Titus n’aimait pas Bérénice. Ou peut-être bien que oui. Mais aucun doute, Bérénice aimait Racine.
Au premier siècle après Jésus-Christ, l’empereur romain Titus abandonna Bérénice, reine de Palestine, sa maîtresse adorée, pour retourner vers sa femme qu’il n’aimait pas, mais qui lui était fidèle. Racine en a fait l’une de ses plus grandes œuvres. Une Bérénice des temps modernes, abandonnée par son amant pour cause de retour au foyer conjugal, se passionne pour Racine, relit toutes ses pièces, apprend des vers par cœur, le cite à tout propos. Le maître des peines d’amour comme antidote à sa peine d’amour. Puis elle refait l’histoire de l’homme de théâtre, retrace son parcours, essaie de percer les sentiments et les motivations de celui qui, comme nul autre, a su comprendre le cœur des femmes.
Le style d’Azoulai nous donne une œuvre tout à fait originale. L’utilisation du présent historique insuffle au récit un caractère intemporel qui sert bien le fait que les peines d’amour n’ont pas d’époque. Elles ne sont pas moins cruelles aujourd’hui qu’au temps de Racine ou de Bérénice. Le roman est également bien servi par une plume poétique aux images singulières.
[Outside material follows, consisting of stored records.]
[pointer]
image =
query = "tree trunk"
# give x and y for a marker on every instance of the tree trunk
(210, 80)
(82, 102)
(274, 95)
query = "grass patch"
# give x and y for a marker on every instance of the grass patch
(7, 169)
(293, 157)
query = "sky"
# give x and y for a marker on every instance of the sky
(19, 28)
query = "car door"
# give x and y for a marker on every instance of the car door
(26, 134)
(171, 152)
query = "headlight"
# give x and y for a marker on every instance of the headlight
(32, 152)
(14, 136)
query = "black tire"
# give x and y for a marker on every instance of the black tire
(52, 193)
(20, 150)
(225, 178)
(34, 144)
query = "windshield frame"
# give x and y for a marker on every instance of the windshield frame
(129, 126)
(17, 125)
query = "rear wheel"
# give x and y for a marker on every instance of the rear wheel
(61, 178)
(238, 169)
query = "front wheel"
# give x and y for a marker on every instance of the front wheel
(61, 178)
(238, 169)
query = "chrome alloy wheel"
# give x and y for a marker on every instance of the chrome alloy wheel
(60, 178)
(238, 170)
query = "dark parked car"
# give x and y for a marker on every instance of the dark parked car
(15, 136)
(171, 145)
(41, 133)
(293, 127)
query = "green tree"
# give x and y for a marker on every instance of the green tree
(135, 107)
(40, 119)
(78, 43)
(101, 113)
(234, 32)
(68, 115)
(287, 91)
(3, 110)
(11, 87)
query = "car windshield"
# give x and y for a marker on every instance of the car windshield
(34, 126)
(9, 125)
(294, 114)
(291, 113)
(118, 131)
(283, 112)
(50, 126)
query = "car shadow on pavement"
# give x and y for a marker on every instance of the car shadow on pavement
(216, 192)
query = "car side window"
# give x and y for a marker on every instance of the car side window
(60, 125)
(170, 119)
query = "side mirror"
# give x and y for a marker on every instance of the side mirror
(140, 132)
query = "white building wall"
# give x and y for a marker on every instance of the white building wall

Ainsi, dans cet extrait, l’auteure évoque le chagrin de Racine devant les infidélités de sa maîtresse, Du Parc :
« Quand Du Parc le quittait, l’oubliait, le trompait, son visage chaque fois se fracassait, ne lui laissant entre les doigts que quelques éclats hagards. Au moindre soupçon, son front flétri tombait lourd sur ses yeux caves, du verre brisé au-dessus de ses pommettes. »
Un très beau roman, tout en émotions, en intériorité couronné du prix Médicis 2015.
Nathalie Azoulai, Titus n’aimait pas Bérénice, P.O.L., Paris, 2015, 316 pages.